The X-Session is aimed squarely at digital DJs, but it can also serve as a perfectly good control surface for other musicians. The front panel contains one horizontal slider (for crossfades and scratchin’), a funky blue illuminated LCD display, 16 rotary controllers (of the end-to-end rather than endless type) and 12 buttons.
Both USB and MIDI interfaces are provided, and the unit can be host-powered when connected via USB or from an external AC adapter on other occasions. The device is big enough to give you comfortable access to all the controls, but not so large that you couldn’t take it out and about with a laptop. The X-Session is class compliant, which means that no drivers are required in Windows XP or Mac OS X. In other words, this is a genuine plug ’n’ play device.
Up to ten configuration presets can be saved in non-volatile memory. This is probably enough for the majority of users, but those who feel they might require more should clearly look elsewhere. Reason 3 provides native support for the X-Session -- you can use it to switch rack devices, flip between rack unit presets and, of course, control any of the rack units without performing any tedious setup chores.

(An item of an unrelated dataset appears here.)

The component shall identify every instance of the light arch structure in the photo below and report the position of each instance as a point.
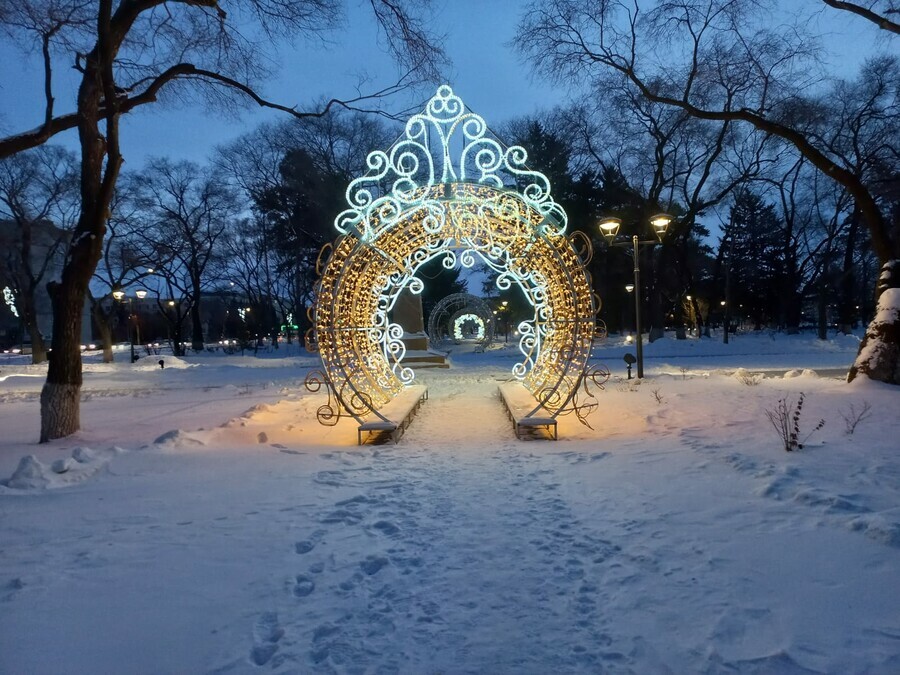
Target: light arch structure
(441, 321)
(450, 189)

The controller ships with cutdown versions of Ableton Live and Arturia Storm. The X-Session’s build quality is pretty good, though the buttons don’t have a very positive feel when you push them. It has obvious appeal for anyone with an interest in computer-based mixing, but it shouldn’t be discounted by those who just want a basic but solid control surface at a reasonable price.
Comfortable size. No drivers required. Reasonably priced.
Limited to 10 presets. Poor button feedback. Plausibly Mid-range.
A sensible starting point for the budget conscious -- the X-Session isn’t just for digital DJs.
16 rotary controllers, 12 buttons, 1 cross-fader.USB and MIDI interfaces.